The EPA has proposals on the table to regulate not only existing power plants, but new ones, based on carbon emission restrictions.
Credit Robb Kendrick / National Geographic

There’s been much deliberation over the last week regarding new Environmental Protection Agency proposals for regulating coal fired power plant carbon emissions. State officials are very discouraged by the ideas. But as Ben Adducchio reports, there are also proposals on the table for how to regulate future power plants, and some are asking whether any will be built again in West Virginia.
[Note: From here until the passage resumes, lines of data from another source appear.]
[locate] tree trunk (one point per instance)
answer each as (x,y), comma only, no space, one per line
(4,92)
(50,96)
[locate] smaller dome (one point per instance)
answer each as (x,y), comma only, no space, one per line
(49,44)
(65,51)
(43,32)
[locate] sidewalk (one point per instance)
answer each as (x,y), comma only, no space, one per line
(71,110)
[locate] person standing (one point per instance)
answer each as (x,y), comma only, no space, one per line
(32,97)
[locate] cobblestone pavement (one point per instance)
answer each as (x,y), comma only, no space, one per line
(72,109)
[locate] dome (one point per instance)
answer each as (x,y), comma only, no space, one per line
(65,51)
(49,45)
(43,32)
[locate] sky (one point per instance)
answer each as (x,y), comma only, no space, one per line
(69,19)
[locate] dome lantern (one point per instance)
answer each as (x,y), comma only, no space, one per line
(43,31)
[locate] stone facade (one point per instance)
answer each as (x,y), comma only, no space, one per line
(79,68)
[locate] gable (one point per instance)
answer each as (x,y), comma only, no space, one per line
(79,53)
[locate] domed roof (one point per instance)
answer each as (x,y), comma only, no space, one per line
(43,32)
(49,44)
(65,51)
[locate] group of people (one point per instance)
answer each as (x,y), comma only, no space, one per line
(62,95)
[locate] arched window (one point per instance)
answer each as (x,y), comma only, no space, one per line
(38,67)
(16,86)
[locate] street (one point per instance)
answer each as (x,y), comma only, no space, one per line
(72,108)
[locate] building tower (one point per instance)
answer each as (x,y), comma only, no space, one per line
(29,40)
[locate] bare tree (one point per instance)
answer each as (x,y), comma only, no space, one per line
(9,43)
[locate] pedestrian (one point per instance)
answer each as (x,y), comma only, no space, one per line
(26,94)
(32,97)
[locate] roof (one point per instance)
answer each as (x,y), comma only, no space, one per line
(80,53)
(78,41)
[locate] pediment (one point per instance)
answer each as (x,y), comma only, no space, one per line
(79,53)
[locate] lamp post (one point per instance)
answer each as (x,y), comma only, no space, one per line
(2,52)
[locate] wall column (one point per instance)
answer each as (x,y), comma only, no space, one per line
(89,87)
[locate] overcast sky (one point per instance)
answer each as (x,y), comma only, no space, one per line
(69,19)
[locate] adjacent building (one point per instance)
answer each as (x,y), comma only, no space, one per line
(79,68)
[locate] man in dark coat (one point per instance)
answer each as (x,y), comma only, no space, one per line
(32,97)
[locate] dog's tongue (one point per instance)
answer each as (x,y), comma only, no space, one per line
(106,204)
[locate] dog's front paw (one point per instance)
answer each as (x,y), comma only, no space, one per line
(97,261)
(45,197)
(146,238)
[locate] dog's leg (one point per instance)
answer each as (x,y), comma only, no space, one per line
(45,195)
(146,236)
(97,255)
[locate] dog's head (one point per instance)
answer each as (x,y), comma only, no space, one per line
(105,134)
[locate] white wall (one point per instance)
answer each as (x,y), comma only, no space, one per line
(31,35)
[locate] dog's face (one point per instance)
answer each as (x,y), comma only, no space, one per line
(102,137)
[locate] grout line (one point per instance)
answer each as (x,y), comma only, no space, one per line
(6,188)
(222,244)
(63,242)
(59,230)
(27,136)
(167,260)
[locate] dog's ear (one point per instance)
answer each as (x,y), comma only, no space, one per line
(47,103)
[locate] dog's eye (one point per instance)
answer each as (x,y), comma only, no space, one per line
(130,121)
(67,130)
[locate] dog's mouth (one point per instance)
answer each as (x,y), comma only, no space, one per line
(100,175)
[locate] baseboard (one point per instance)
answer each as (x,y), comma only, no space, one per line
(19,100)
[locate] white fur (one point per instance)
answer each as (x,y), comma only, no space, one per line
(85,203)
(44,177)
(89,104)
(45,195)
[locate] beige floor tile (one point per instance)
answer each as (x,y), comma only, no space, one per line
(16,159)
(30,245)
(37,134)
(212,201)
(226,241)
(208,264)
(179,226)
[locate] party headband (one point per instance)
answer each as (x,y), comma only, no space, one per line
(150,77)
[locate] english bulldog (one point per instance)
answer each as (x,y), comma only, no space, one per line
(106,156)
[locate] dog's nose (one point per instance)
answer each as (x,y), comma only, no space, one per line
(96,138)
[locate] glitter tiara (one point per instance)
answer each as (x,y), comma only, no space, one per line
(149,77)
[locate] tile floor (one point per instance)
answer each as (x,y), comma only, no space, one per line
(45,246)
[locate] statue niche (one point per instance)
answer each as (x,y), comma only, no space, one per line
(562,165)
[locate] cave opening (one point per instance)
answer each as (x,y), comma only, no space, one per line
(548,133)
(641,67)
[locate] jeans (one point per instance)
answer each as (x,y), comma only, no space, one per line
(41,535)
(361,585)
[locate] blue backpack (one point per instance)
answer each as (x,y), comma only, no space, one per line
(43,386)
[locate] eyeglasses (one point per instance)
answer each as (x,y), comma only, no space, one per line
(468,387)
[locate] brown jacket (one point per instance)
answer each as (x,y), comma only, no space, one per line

The EPA has issued new ideas on how to regulate existing power plants, which would call for a 30 percent national reduction on carbon emissions by 2030, from 2005 levels. Congressmen David McKinley and Nick Rahall  co-introduced  legislation to essentially strike down not only emissions standards  concerning current power plants, but additional proposals that would apply to  future power plants.

Those proposals came out last year, and would require new plants to use cleaner methods—like carbon capture and storage, and natural gas technologies, to ensure fewer carbon emissions. Jamie Van Nostrand with the West Virginia University Center for Energy and Sustainable Development says these new technologies will present many challenges for anyone wanting to build a new plant.

"It’s very difficult given the rules under 111 b, which really restrict the greenhouse gas emissions associated with new power plants, and pretty much require carbon capture and sequestration, either through a gasification process before you generate electricity, or capturing it and sequestering it afterwards, and those are very very expensive, particularly in the absence of having oil recovery nearby," said Van Nostrand.

American Electric Power attempted this type of technology at a plant in southern West Virginia. That didn't  completely succeed, due to funding issues. Jeffrey La Fleur with AEP says the technology needs more research and funding.

"I think we would be a lot further down the road now if we had a little more foresight on the government’s part to develop the technology. For new coal units, the EPA proposed rule is that you will have to have carbon capture to build a new plant and because of all of this has stopped, that technology is not commercially available," he said.

But Jamie Van Nostrand believes with the new power plant proposals, it can be done.

"The CCS technology is continuing to improve, there’s a lot of money being spent on clean coal technology, and I think the expectation is down the road, the regulation under 111 b would allow the technological advances that would allow a coal plant to be constructed in the future," he said.